Daimler Trucks North America (DTNA) delivered the first vehicle in its line of full-sized electric trucks to vehicle rental giant Penske Truck Leasing Co. on Dec. 20, saying the move was a milestone in the real-world application of battery-electric commercial vehicles.
Handing over the Freightliner eM2 to Reading, Pa.-based Penske met Daimler's pledge to put an electric commercial truck in customer hands in 2018, and kept Portland, Ore.-based DTNA in the thick of the race to replace traditional diesel-powered trucks with emissions-free electric models.
Other electric truck manufacturers include Volvo Trucks, which said earlier this month that it will roll out an all-electric tractor cab for pilot use in California in 2019 and begin full commercial sales of the VNR Electric in North America in 2020.Tesla Motors has also been driving prototypes of its much-hyped Tesa Semi to customer sites in advance of promised production in 2019. And Nikola Motor Co. has recently begun delivering the first of its hydrogen-electric powered semi trucks.
In addition to the rolling stock, a critical step in the rollout of battery-powered vehicles is installing recharging plugs from coast to coast. Just as diesel-powered trucks rely on a nationwide network of gas stations, electric trucks need refueling infrastructure as well. So as a first step in deploying that infrastructure for DTNA's Freightliner Electric Innovation Fleet, Penske Truck Leasing said it will install 20 high-power charging stations across five of its California locations starting this month.
Over the next year, as Daimler increases production, Penske will put an additional nine medium-duty electric eM2 trucks and 10 heavy-duty eCascadia electric trucks into service within its logistics, truck leasing, and truck rental fleets in California and the Pacific Northwest, the firm said.

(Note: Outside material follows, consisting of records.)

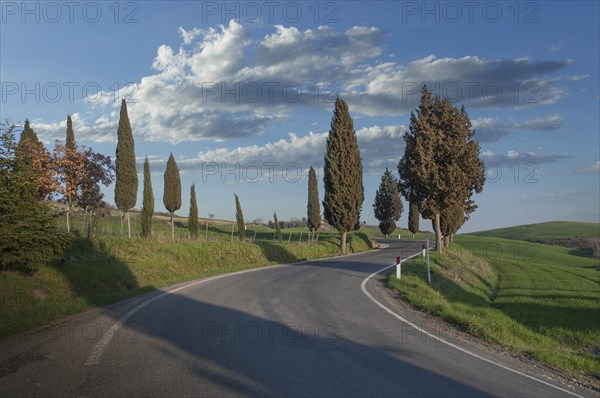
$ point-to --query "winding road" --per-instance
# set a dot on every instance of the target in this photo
(320, 328)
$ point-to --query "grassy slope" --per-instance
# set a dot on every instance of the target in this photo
(547, 230)
(537, 300)
(109, 269)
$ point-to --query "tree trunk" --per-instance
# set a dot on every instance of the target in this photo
(128, 225)
(438, 234)
(172, 229)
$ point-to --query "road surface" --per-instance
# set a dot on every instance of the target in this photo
(292, 330)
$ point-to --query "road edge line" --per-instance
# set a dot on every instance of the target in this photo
(402, 319)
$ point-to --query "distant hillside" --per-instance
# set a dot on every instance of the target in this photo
(545, 231)
(576, 235)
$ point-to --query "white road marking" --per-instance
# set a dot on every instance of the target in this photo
(100, 347)
(394, 314)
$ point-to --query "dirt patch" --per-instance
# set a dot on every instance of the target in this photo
(590, 245)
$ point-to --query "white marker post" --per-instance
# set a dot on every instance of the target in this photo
(428, 272)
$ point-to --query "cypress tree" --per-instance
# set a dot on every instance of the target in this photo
(387, 207)
(413, 218)
(277, 227)
(344, 193)
(172, 193)
(70, 144)
(441, 168)
(193, 216)
(127, 183)
(71, 178)
(313, 208)
(239, 217)
(148, 202)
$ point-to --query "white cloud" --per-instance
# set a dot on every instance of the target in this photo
(380, 146)
(578, 78)
(224, 84)
(102, 129)
(594, 167)
(490, 130)
(559, 45)
(513, 156)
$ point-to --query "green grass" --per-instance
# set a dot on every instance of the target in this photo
(106, 270)
(536, 300)
(545, 231)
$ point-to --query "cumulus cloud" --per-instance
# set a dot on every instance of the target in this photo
(512, 157)
(223, 83)
(489, 130)
(578, 78)
(380, 146)
(559, 45)
(594, 167)
(102, 129)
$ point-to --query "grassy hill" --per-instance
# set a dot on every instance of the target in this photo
(536, 300)
(546, 230)
(110, 267)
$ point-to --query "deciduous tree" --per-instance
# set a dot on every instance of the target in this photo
(441, 168)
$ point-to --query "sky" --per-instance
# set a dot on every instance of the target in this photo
(242, 93)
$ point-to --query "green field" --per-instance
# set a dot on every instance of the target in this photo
(111, 268)
(543, 231)
(536, 300)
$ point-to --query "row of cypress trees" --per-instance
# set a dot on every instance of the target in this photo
(439, 172)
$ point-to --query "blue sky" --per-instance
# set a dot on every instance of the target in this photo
(242, 93)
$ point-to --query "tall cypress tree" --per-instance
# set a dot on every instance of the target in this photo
(172, 193)
(344, 192)
(127, 183)
(387, 206)
(313, 208)
(277, 227)
(441, 168)
(148, 201)
(239, 217)
(193, 216)
(71, 179)
(413, 218)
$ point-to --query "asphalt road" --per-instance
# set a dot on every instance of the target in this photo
(293, 330)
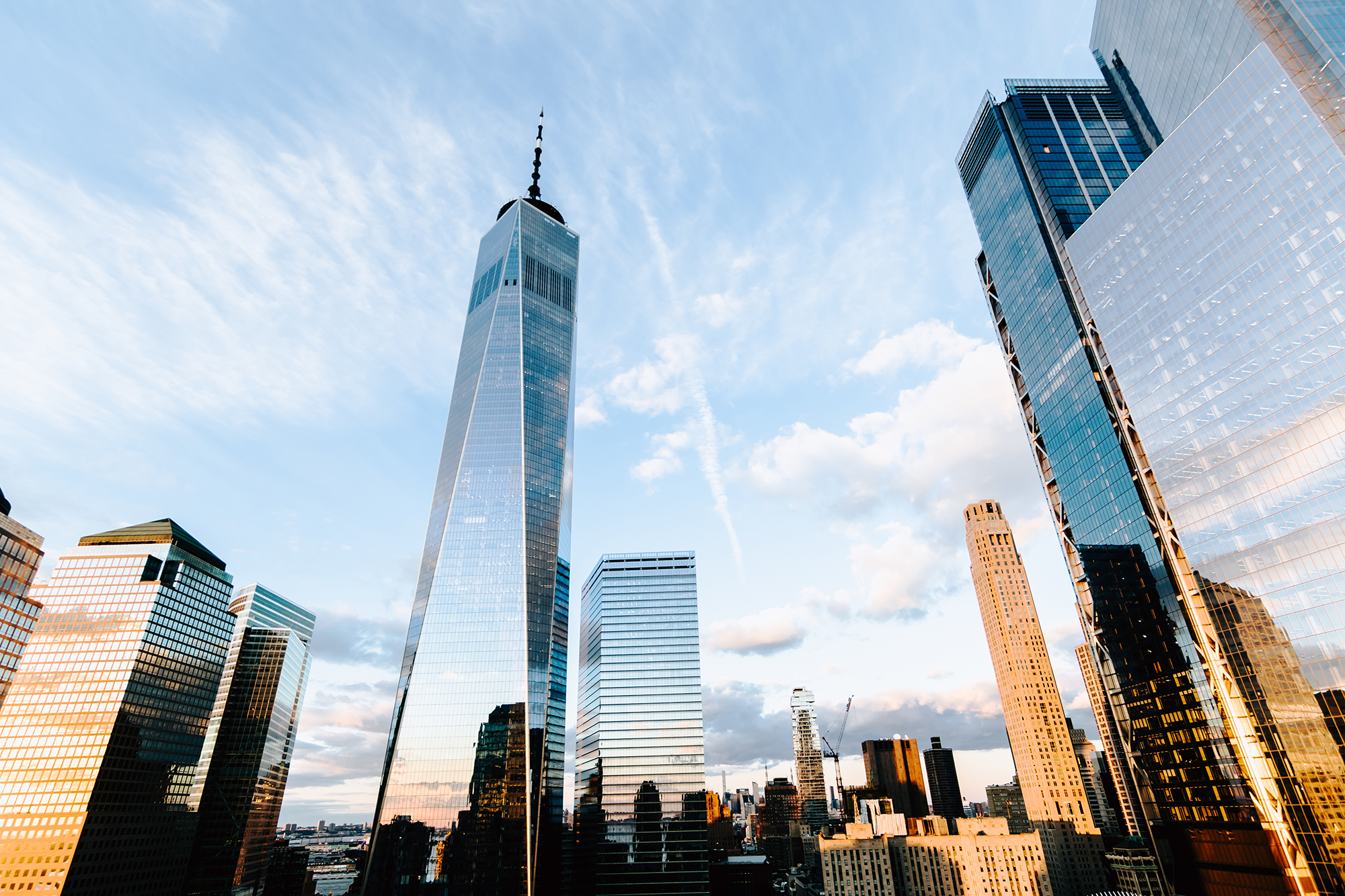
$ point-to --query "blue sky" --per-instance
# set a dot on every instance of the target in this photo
(236, 255)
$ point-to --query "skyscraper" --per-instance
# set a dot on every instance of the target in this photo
(942, 771)
(894, 770)
(1125, 794)
(808, 762)
(245, 762)
(1039, 735)
(21, 553)
(1182, 403)
(484, 674)
(104, 724)
(640, 762)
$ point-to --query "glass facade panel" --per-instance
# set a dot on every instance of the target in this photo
(21, 553)
(1215, 280)
(475, 755)
(249, 744)
(107, 717)
(640, 762)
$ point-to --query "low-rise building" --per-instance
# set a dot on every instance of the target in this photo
(980, 857)
(856, 862)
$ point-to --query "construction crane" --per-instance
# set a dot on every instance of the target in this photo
(835, 752)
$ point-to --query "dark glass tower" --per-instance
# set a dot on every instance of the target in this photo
(945, 790)
(249, 743)
(475, 755)
(1159, 319)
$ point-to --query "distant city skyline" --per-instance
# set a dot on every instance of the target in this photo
(241, 266)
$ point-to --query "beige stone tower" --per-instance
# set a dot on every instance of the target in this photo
(1052, 790)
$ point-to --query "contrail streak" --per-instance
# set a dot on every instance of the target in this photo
(709, 450)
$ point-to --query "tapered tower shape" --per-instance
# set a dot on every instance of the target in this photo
(475, 754)
(1052, 788)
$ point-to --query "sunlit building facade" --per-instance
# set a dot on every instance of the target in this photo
(1175, 357)
(1035, 719)
(21, 553)
(249, 744)
(106, 721)
(641, 810)
(477, 744)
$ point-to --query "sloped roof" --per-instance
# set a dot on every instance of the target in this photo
(161, 532)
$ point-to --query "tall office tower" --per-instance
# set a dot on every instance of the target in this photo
(1096, 791)
(244, 766)
(1039, 735)
(1124, 794)
(1136, 376)
(1005, 801)
(808, 762)
(945, 790)
(779, 810)
(892, 768)
(104, 724)
(1192, 311)
(21, 553)
(484, 674)
(640, 758)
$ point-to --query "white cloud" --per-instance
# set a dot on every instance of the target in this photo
(766, 633)
(658, 386)
(899, 572)
(929, 342)
(665, 459)
(719, 309)
(590, 412)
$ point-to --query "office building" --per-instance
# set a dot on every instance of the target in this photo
(21, 553)
(249, 744)
(107, 717)
(642, 809)
(1096, 790)
(892, 768)
(778, 818)
(808, 762)
(1135, 869)
(742, 876)
(1183, 409)
(1122, 792)
(1039, 735)
(485, 666)
(856, 862)
(945, 790)
(1005, 801)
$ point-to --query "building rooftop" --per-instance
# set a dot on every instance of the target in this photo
(161, 532)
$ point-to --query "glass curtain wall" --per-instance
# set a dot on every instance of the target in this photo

"With increased hauling demands and regulatory pressures, combined with ongoing concerns over energy resource depletion, it is more important than ever that DTNA continues to rigorously test and research electric vehicle solutions together with our customers," Roger Nielsen, president and CEO of DTNA, said in a release. "Electric commercial vehicles present a real opportunity to advance the ideal of emissions-free mobility while improving our customers' real cost of ownership (RCO)."